L’Inghilterra si pone a metà via tra il rigore accademico e la sperimentazione. Gallerie come la Costume Gallery di Judith Clark aperta alla fine dei 90s hanno aperto la strada ad una sperimentazione dialogata, assistita a volte dagli stessi designer della scena londinese, mentre istituzioni come il V&A contribuiscono a mantenere quell’alone di sacralità con cui i britannici sembrano trattare qualsiasi disciplina degna di nota. La realtà più interessante però ci è sembrata il Fashion Museum a Bath, un luogo dove è possibile vedere la magnifica collezione del museo in un design attentamente concepito per lasciare i fruitori stimolati, indottrinati e incuriositi. Gli abiti d’epoca sono esposti in modo da sottolineare la loro funzione di parte di una collezione di archivio, ma è anche possibile giocare con delle riproduzioni e provarle, così come lasciare le proprie impressioni o idee su una bacheca. Inoltre il museo consta di una sezione di moda più contemporanea, la Dress of the Year, dove ogni anno viene scelto un outfit dai catwalk considerato esemplare della moda dell’anno.

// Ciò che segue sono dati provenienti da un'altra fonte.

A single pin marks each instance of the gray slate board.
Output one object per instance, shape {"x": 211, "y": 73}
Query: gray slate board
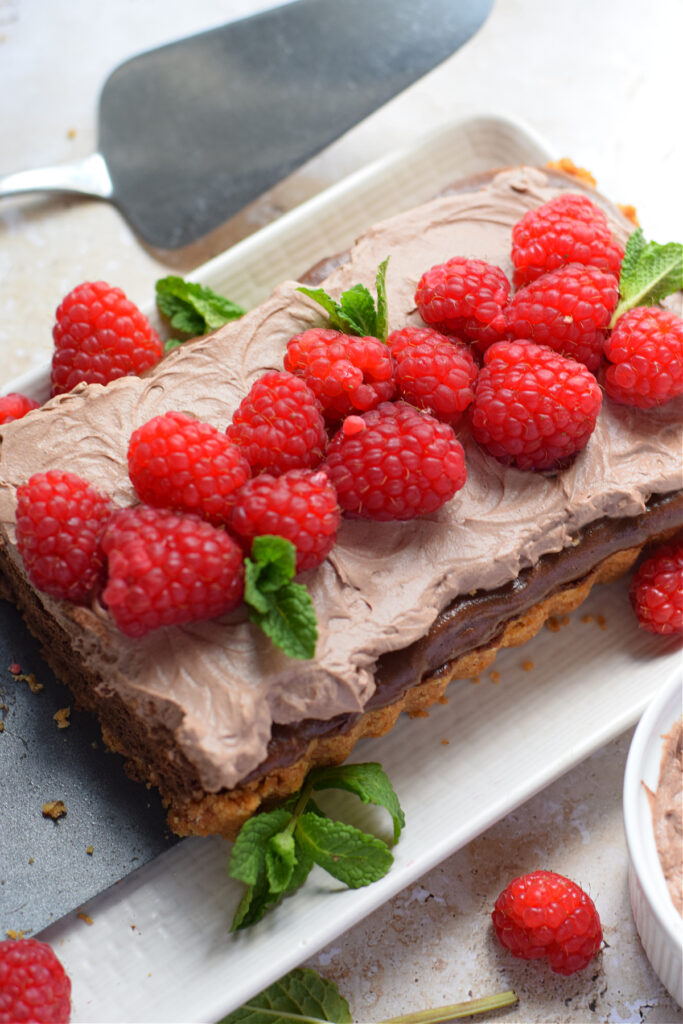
{"x": 45, "y": 870}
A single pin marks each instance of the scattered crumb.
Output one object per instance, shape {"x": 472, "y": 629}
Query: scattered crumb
{"x": 568, "y": 167}
{"x": 54, "y": 809}
{"x": 61, "y": 718}
{"x": 630, "y": 213}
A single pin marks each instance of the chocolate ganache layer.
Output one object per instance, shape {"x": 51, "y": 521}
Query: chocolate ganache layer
{"x": 218, "y": 690}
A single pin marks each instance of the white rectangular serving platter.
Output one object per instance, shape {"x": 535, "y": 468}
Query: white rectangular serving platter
{"x": 159, "y": 948}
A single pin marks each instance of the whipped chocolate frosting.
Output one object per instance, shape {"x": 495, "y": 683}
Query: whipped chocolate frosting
{"x": 219, "y": 685}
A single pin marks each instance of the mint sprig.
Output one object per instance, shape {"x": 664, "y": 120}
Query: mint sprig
{"x": 303, "y": 996}
{"x": 282, "y": 608}
{"x": 275, "y": 850}
{"x": 649, "y": 272}
{"x": 356, "y": 312}
{"x": 193, "y": 309}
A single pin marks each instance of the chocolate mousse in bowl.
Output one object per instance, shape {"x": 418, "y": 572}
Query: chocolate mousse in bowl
{"x": 653, "y": 822}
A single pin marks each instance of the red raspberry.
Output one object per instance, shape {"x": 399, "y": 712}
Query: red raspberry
{"x": 166, "y": 568}
{"x": 34, "y": 985}
{"x": 279, "y": 425}
{"x": 568, "y": 309}
{"x": 534, "y": 408}
{"x": 465, "y": 297}
{"x": 14, "y": 406}
{"x": 646, "y": 349}
{"x": 394, "y": 463}
{"x": 180, "y": 463}
{"x": 433, "y": 372}
{"x": 544, "y": 914}
{"x": 569, "y": 228}
{"x": 656, "y": 591}
{"x": 100, "y": 335}
{"x": 300, "y": 505}
{"x": 346, "y": 374}
{"x": 60, "y": 520}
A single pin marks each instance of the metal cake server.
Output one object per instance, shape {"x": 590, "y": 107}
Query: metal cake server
{"x": 190, "y": 132}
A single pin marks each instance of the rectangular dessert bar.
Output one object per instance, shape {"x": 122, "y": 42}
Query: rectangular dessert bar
{"x": 212, "y": 714}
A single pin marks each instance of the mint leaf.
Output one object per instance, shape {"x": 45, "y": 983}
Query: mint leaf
{"x": 282, "y": 608}
{"x": 356, "y": 311}
{"x": 345, "y": 852}
{"x": 248, "y": 856}
{"x": 193, "y": 308}
{"x": 369, "y": 781}
{"x": 290, "y": 621}
{"x": 280, "y": 861}
{"x": 302, "y": 995}
{"x": 649, "y": 272}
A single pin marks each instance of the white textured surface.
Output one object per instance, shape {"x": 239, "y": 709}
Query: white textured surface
{"x": 659, "y": 925}
{"x": 600, "y": 79}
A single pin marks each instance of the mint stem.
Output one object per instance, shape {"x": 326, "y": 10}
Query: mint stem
{"x": 439, "y": 1015}
{"x": 300, "y": 806}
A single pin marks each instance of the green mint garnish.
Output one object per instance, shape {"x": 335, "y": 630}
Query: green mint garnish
{"x": 275, "y": 850}
{"x": 649, "y": 272}
{"x": 282, "y": 608}
{"x": 302, "y": 996}
{"x": 356, "y": 312}
{"x": 194, "y": 309}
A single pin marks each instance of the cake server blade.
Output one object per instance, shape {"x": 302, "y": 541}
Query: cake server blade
{"x": 191, "y": 131}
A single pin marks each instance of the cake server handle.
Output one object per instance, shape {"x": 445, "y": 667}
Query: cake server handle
{"x": 85, "y": 177}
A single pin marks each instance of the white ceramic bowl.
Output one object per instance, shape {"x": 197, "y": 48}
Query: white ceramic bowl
{"x": 658, "y": 924}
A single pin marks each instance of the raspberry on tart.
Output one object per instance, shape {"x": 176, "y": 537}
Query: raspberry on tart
{"x": 656, "y": 590}
{"x": 14, "y": 406}
{"x": 279, "y": 425}
{"x": 534, "y": 409}
{"x": 166, "y": 568}
{"x": 300, "y": 505}
{"x": 433, "y": 372}
{"x": 100, "y": 335}
{"x": 465, "y": 297}
{"x": 394, "y": 463}
{"x": 347, "y": 374}
{"x": 546, "y": 915}
{"x": 177, "y": 462}
{"x": 568, "y": 309}
{"x": 60, "y": 520}
{"x": 645, "y": 351}
{"x": 569, "y": 228}
{"x": 34, "y": 985}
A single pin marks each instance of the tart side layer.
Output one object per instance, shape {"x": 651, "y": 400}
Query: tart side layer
{"x": 216, "y": 688}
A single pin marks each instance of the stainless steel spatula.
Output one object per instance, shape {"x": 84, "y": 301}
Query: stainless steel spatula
{"x": 190, "y": 132}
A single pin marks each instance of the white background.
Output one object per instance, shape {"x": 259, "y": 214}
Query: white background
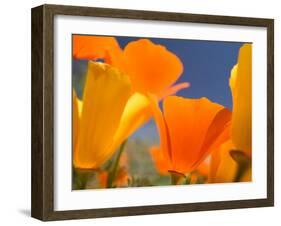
{"x": 15, "y": 112}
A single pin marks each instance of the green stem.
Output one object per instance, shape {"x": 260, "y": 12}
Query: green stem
{"x": 113, "y": 171}
{"x": 81, "y": 177}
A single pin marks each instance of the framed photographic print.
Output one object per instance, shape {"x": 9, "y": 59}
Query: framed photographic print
{"x": 140, "y": 112}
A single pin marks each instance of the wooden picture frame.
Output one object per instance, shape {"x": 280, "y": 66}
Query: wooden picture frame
{"x": 42, "y": 204}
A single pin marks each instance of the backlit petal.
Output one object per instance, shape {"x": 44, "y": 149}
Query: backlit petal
{"x": 162, "y": 128}
{"x": 106, "y": 93}
{"x": 137, "y": 112}
{"x": 151, "y": 67}
{"x": 188, "y": 121}
{"x": 92, "y": 47}
{"x": 75, "y": 119}
{"x": 241, "y": 86}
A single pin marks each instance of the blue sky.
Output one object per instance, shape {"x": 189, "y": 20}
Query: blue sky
{"x": 207, "y": 66}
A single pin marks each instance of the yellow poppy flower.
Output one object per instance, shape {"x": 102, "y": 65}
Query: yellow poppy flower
{"x": 106, "y": 93}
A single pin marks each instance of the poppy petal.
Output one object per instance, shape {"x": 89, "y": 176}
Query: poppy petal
{"x": 152, "y": 68}
{"x": 188, "y": 121}
{"x": 91, "y": 47}
{"x": 106, "y": 93}
{"x": 240, "y": 83}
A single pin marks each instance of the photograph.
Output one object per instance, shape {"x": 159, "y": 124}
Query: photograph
{"x": 150, "y": 111}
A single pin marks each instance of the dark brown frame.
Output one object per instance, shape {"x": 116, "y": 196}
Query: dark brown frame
{"x": 42, "y": 203}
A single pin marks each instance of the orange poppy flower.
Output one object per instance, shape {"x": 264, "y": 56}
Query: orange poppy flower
{"x": 241, "y": 124}
{"x": 112, "y": 109}
{"x": 151, "y": 68}
{"x": 189, "y": 130}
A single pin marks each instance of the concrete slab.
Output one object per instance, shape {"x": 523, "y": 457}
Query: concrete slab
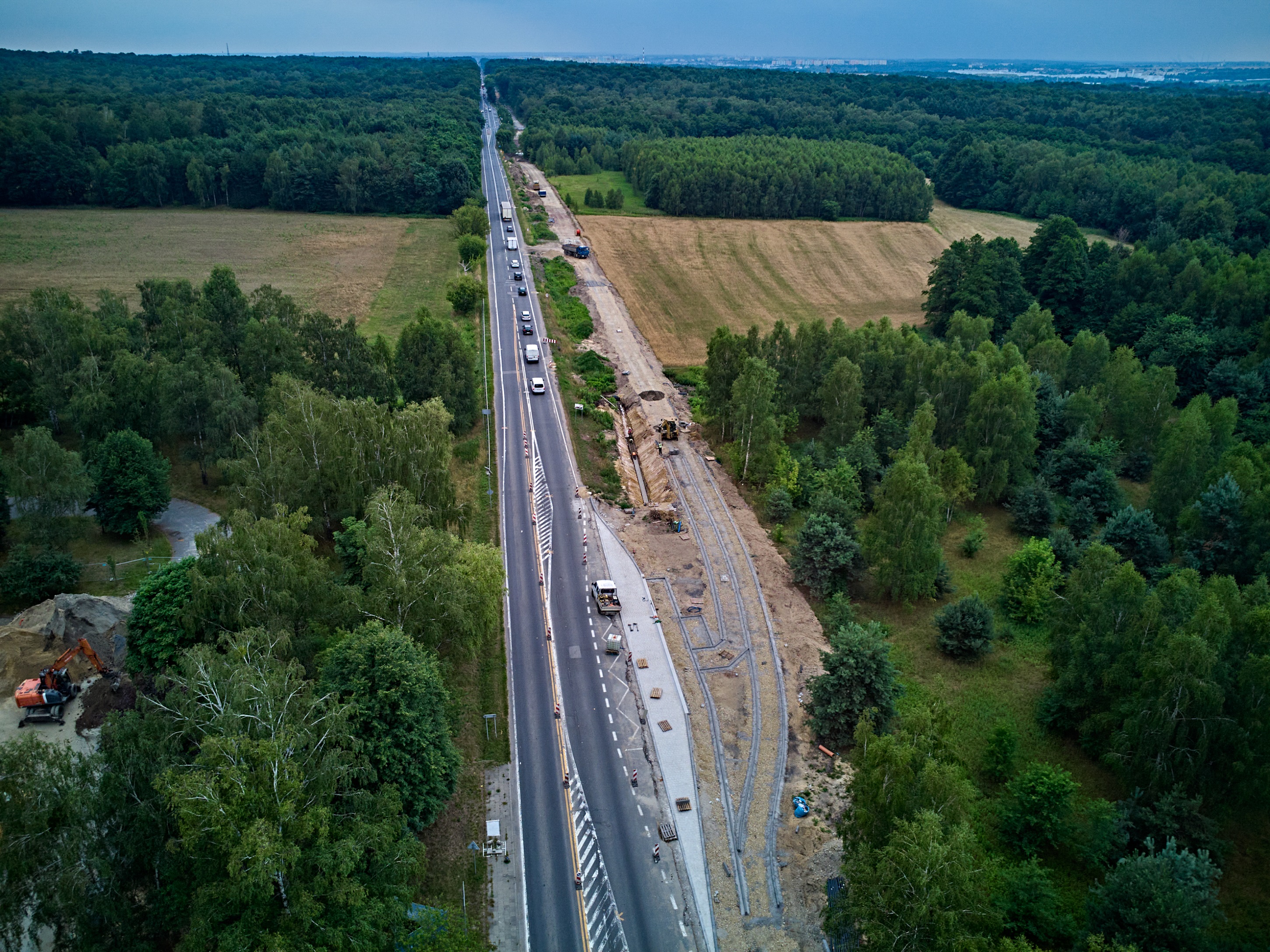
{"x": 181, "y": 522}
{"x": 644, "y": 640}
{"x": 507, "y": 908}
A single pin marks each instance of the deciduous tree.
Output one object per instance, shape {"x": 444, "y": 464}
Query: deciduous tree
{"x": 398, "y": 707}
{"x": 901, "y": 539}
{"x": 130, "y": 484}
{"x": 857, "y": 677}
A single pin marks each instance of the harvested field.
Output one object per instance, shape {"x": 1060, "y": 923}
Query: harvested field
{"x": 684, "y": 277}
{"x": 337, "y": 263}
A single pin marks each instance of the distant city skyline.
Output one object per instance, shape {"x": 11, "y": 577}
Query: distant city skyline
{"x": 1071, "y": 31}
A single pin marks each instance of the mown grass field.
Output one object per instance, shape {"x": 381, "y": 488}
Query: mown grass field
{"x": 684, "y": 277}
{"x": 379, "y": 270}
{"x": 423, "y": 260}
{"x": 577, "y": 186}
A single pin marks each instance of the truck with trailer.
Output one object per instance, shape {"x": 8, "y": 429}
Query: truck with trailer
{"x": 605, "y": 593}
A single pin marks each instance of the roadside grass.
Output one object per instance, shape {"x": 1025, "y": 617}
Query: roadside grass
{"x": 595, "y": 441}
{"x": 426, "y": 258}
{"x": 476, "y": 687}
{"x": 577, "y": 186}
{"x": 93, "y": 550}
{"x": 472, "y": 466}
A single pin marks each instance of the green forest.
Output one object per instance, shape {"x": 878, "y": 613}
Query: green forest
{"x": 1135, "y": 464}
{"x": 299, "y": 133}
{"x": 308, "y": 682}
{"x": 1132, "y": 162}
{"x": 776, "y": 178}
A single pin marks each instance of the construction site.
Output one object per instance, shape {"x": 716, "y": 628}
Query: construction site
{"x": 742, "y": 636}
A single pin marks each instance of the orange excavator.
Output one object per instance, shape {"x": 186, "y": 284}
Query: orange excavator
{"x": 44, "y": 699}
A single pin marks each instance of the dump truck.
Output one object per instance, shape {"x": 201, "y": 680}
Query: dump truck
{"x": 606, "y": 597}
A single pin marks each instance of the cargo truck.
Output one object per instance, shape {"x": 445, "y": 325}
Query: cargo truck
{"x": 606, "y": 597}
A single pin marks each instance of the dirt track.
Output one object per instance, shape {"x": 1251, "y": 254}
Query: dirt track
{"x": 803, "y": 854}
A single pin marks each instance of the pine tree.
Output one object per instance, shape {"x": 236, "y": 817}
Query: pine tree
{"x": 857, "y": 677}
{"x": 1214, "y": 528}
{"x": 1061, "y": 287}
{"x": 1136, "y": 536}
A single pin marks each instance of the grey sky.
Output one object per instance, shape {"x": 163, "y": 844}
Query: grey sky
{"x": 1035, "y": 30}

Gli Olandesi sembrano essere sempre i più ermetici, ma interessanti. La loro sperimentazione anche in questo campo si presenta come unica nel suo genere. Percepiscono la moda e amano esaltarla in un connubio di interdisciplinarità, pertanto andare ad una mostra ad Arnhem per esempio alla Biennale della Moda (tenutasi l’estate scorsa) potrebbe rivelarsi davvero eccitante. Tra musiche, design estremi, pezzi unici e interazioni varie si carpisce il senso dell’apprendere divertendosi.
Gli Americani si affermano fedeli alle loro mostre d’effetto della scuola Vreeland. Ogni cosa diventa enorme negli States. New York sembra essere la realtà più sensibile al Fashion Curation, con musei da capogiro, scuole di altissima specializzazione ed eventi mondani connessi. Come on! Chi non sognerebbe di prender parte al Met Gala anche solo per un anno?
E l’Italia? Italia, mia bella Italia è ora che ti svegli. Di attività e iniziative ce ne sono, la maggior parte nemmeno concentrate in un unico centro come di solito accade, ma si distribuiscono su tutta la penisola. Il problema è che la gente non pare rispondere come dovrebbe a questa offerta. Si vedono milioni di studenti iscritti a corsi di moda in Italia che sembrano ignorare che moda è anche questo. Per chi fosse interessato ad approfondire il Fashion Curation, l’università IUAV di Venezia offre corsi magistrali inerenti, lectures e simposi con grandi esponenti del settore coordinati da Maria Luisa Frisa, una delle curatrici più interessanti del curating italiano contemporaneo. Di grandi fashion curators in Italia ne abbiamo, molto decidono di andare via, il pubblico dovrebbe diventare un po’ più consapevole per apprezzarli.